Eating out, in future, could mean putting on less of those precious calories burnt off in the gym.
About 700 stalls and food outlets as well as 16 canteens in workplaces will serve 500-calorie meals under a Health Promotion Board (HPB) scheme launched yesterday.
"Singaporeans are eating more saturated fat, and not enough whole grains. We are eating excessive amounts of refined carbohydrates such as white rice, which has been linked to an increased risk of developing diabetes,"
Parliamentary Secretary for Health Muhammad Faishal Ibrahim said at the launch.
The Healthier Dining Programme expands on an earlier restaurant scheme which reached only 200 outlets.

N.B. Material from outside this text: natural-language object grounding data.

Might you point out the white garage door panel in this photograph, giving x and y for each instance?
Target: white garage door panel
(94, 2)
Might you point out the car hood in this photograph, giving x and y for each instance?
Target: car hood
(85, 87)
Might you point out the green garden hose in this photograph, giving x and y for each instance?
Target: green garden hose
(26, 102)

The earlier scheme required restaurants to provide less salt and less oil choices for a third of their menu, for example.
What is new is that the HPB is asking participating restaurants to provide at least three 500-calorie meals each. Foodcourt chains Kopitiam and NTUC Foodfare will require new and renewing tenants to offer at least one 500-calorie meal option.

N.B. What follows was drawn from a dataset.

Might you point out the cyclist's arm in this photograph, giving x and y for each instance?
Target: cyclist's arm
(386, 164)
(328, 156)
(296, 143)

The scheme comes amid a worrying trend in the quality and quantity of Singaporeans' diets, said Professor Faishal.
The 2010 National Nutrition Survey showed that six in 10 Singaporeans exceed their recommended daily calorie intake - about 2,600 for men and about 2,000 for women - by an average of 200 calories. An eat-out meal here is about 700 to 800 calories on average. "So, one 500-calorie meal a day would be just nice to help them meet those requirements," said HPB chief Zee Yoong Kang.

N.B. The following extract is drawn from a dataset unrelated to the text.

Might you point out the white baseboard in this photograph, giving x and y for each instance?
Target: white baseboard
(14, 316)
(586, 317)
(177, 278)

Fast-food chain McDonald's and NTUC Foodfare are among the 18 food service providers that have signed up. About half of the 700 food outlets have committed to using healthier ingredients.
Others like Fish & Co are introducing smaller portions at cheaper prices.
HPB is also working to extend its subsidy for healthier ingredients to more wholesalers. "We need economies of scale to ensure these ingredients remain affordable," said Prof Faishal.
Participating restaurants believe Singaporeans are hungry for healthy food. At McDonald's, for example, whole grain options make up 20 per cent of breakfast sales, and 10 per cent of its customers swop fries for corn cups.
It is now considering more vegetables or whole grains in its menu, said its Singapore managing director Phyllis Cheung.
The dining scheme is part of a national food strategy that aims to raise the number of healthier eat-out meals taken per year to 180 million, or 20 per cent of all eat-out meals, by 2020. This stood at about 1 per cent in 2010.
Communications professional Claudio Chock, 25, welcomed the news: "These healthier food options are great for the young office crowd who want to keep fit in the prime of their life."
Housewife June Chen, 45, said: "I will try the new options, but I will go back only if they taste good and are value-for-money."